Jakarta, Sayangi.com – Direktorat Reserse Narkoba Polda Metro Jaya meringkus 12 pelaku pengedar narkotika jenis sabu dan ekstasi jaringan Malaysia – Pekanbaru – Jakarta. Dalam kasus ini, polisi menyita total 18 kilogram sabu dan 4.132 butir ekstasi.

Kabid Humas Polda Metro Jaya Kombes Pol Argo Yuwono mengatakan, para tersangka ditangkap dalam rentang waktu dua bulan, mulai Juli hingga September 2019. Para tersangka yang ditangkap adalah HW, F, S, RA, E, AY, HW, HP, I, RY, YP dan TWS.

“Berawal dari laporan masuk ke polisi ada seseorang yang jadi bos, dia kendalikan beberapa agennnya. Dia punya agen yang bisa edarkan narkotika itu,” ujar Argo di Mapolda Metro Jaya, Rabu (11/9).

Kedua belas tersangka, sambung Argo, ditangkap dalam tujuh penggerebekan. Mereka berniat mengedarkan barang haram tersebut di sejumlah wilayah di Ibu Kota.

Pertama, polisi menangkap tersangka HW, F dan S di Apartemen Teluk Intan, Jakarta Utara pada tanggal 31 Juli 2019. Dari tangan mereka, polisi mengamankan barang bukti berupa empat kilogram sabu.

“Selanjutnya pada tanggal 6 Agustus, kita juga mendapatkan lagi pengedar berinisial RA di apartemen di Cipulir, Jakarta Selatan. Setelah digeledah, kita menemukan satu kilogram sabu yang disimpan di dalam lemari,” terangnya.

Argo menjelaskan, pada 7 Agustus pihaknya kembali meringkus dua tersangka di kawasan Pasar Rebo, Jakarta Timur. Mereka berinisial HP dan BY alias L.

“Barang buktinya 3,36 kilogram sabu dan bahan baku ekstasi yang disimpan di dalam kardus,” katanya.

Setelah itu, kata Argo, pihaknya kembali melakukan pengembangan. Dari pengembangan tersebut polisi kembali menangkap dua tersangka berinisial E dan AY di kawasan Serpong, Tangerang Selatan.
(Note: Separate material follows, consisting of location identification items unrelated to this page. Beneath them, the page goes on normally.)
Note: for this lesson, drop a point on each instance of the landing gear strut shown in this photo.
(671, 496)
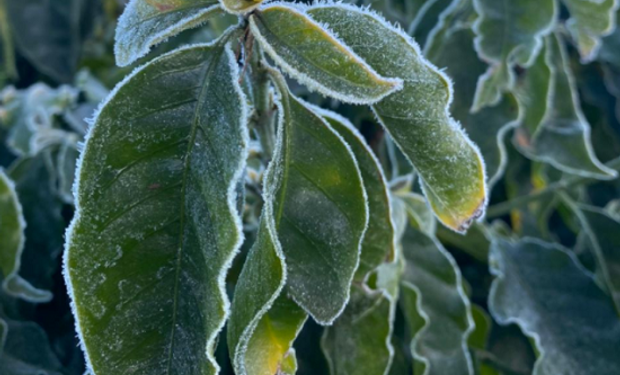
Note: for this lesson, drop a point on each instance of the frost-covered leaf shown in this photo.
(12, 225)
(453, 50)
(589, 21)
(435, 306)
(379, 240)
(359, 341)
(562, 136)
(508, 33)
(311, 54)
(542, 288)
(156, 223)
(416, 117)
(145, 23)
“Kedua tersangka kita amankan pada 8 Agustus ketika mau mengambil barang. Mereka ditangkap di SPBU di Serpong Utara dengan barang bukti 1 kilogram sabu,” ucapnya.

Kemudian, pada 7 September 2019, polisi meringkus tersangka HW disebuah mini market di kawasan Sunter, Jakarta Utara. Dari tangan HW, polisi menyita enam plastik sabu seberat 585 gram dan delapan plastik klip berisi 835 butir ekstasi.
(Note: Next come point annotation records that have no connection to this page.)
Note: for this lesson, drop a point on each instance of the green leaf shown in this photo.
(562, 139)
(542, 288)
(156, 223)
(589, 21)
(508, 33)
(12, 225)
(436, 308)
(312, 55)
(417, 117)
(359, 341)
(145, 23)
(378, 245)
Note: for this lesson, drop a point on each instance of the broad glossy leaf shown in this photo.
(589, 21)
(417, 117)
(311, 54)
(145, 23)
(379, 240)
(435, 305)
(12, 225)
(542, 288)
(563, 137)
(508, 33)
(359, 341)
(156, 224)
Kemudian, lanjut Argo, polisi kembali meringkus tersangka RY dan YP ditangkap di Rawa Bebek, Jakarta Utara dengan barang bukti 10 gram sabu. Sedangkan, tersangka TWS ditangkap di Penjaringan, Jakarta Utara dengan barang bukti delapan kilogram sabu.

“Mereka tidak kenal satu dan lainnya. Ini jenis peredaran narkotika jenis putus artinya tidak saling kena, itu modus untuk mengelabui petugas,” pungkasnya.

Akibat perbuatannya, para tersangka akan dijerat dengan Pasal 114 Ayat 2 subsider Pasal 112 Ayat 2 juncto Pasal 132 ayat 1 Undang-Undang Republik Indonesia No 35 tahun 2009 tentang Narkotika dengan ancaman hukuman mati.